There was a proposal to standardize on UTF-8 as the standard encoding of Haskell source files, but I'm not sure if it was accepted or not.
In practice, GHC assumes all input files are UTF-8, but it ignores malformed byte sequences in comments.
Unicode is character set. UTF-8, UTF-16 etc are the concrete physical encodings of Unicode codepoints. Try to read here. The difference explained pretty well there.
Cited report's part just states that Haskell sources use Unicode character set. It doesn't state which encoding should be used at all. In other words, it says which characters could appear in the sources, but doesn't say how they could be written in term of plain bytes.
While the Haskell standard simply says Unicode the set of possible characters (as opposed to e.g. ASCII or Latin-1) it doesn't specify which of the several different encodings (UTF8 UTF16, UTF32, byte order) to use.
Alex, the lexer that comes with the Haskell Platform requires its input to be UTF8 encoded * which is why you see the code you mention. In practice I think all the major implementations of Haskell require source to be in UTF8.
* - This is actually a real problem as GHC stores strings and more importantly Data.Text internally as UTF16. It would be nice to be able to lex these directly rather then converting back and forth.
There is an important distinction between the data type (i.e. what “abstract” data you can work with) and its representation (i.e. how it is stored in the computer memory or on disk).
The Haskell Report says two things related to Unicode:
That the Char data type in Haskell represents a Unicode character (also known as code point). You should think of it as of an abstract data type that provides a certain interface (e.g. you can call isDigit or toLower on it), but you are not allowed to know how exactly it is represented internally. The specific implementation of Haskell (e.g. GHC) is free to represent it in memory in whatever way it wants and it doesn’t matter at all, as you can’t access the underlying raw bits anyway.

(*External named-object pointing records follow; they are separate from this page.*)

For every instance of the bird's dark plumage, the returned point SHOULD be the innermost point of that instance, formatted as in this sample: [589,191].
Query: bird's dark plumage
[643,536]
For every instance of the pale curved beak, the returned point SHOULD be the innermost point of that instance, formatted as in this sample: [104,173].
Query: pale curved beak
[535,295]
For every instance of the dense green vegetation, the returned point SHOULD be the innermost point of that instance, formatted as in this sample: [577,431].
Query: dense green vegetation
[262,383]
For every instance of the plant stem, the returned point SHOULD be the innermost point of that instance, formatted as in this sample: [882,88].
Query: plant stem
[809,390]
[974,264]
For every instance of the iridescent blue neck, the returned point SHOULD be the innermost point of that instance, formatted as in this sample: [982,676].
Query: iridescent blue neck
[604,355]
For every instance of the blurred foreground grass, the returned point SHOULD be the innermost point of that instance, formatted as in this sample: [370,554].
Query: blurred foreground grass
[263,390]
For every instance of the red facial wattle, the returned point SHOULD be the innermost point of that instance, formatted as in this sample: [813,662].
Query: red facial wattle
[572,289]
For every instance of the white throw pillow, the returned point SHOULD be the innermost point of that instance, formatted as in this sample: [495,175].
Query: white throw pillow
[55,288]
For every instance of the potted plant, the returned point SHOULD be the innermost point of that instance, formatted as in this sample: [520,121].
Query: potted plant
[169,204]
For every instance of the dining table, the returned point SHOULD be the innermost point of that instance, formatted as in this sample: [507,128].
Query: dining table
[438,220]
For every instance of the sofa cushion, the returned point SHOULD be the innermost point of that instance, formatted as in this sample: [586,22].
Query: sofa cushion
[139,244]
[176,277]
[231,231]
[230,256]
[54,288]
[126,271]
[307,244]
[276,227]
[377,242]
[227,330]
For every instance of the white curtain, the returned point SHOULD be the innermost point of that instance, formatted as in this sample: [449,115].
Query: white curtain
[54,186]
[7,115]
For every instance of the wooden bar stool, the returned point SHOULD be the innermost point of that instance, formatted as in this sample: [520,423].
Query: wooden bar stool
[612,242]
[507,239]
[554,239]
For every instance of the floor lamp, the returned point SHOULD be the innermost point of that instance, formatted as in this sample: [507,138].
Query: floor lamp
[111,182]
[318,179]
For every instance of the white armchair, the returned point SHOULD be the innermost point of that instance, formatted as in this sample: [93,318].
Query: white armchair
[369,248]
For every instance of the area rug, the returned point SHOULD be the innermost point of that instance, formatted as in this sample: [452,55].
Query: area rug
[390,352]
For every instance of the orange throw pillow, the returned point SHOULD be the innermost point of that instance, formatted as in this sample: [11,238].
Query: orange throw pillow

That a Haskell program is text, consisting of (abstract) Unicode code points, that is, essentially, a String. And then it goes on to explain how to parse this String. Once again, it is important to stress that it defines the syntax of Haskell in terms of sequences of abstract Unicode code points.
Now, to your question about Haskell source code. The Haskell Report does not specify how this Unicode text is encoded into zeroes and ones when stored in a file.
In fact, the Haskell Report does not specify how Haskell programs are stored at all! It doesn’t mention that Haskell source code is stored in files, that files have to be named after modules, and that the directory structure should follow the structure of module names – these all are considered to be compiler implementation details, and the idea is that this allows each compiler to store Haskell programs wherever and however they want: in files, in database tables, as jpeg photos of a blackboard with a program written on it with chalk. For this reason it does not specify the encoding either (it would make no sense to specify the encoding for a program written out on a blackboard 😕).
However, GHC, the de-facto standard Haskell compiler, assumes that Haskell programs are stored in files encoded as UTF-8, organised hierarchically, and named after module names.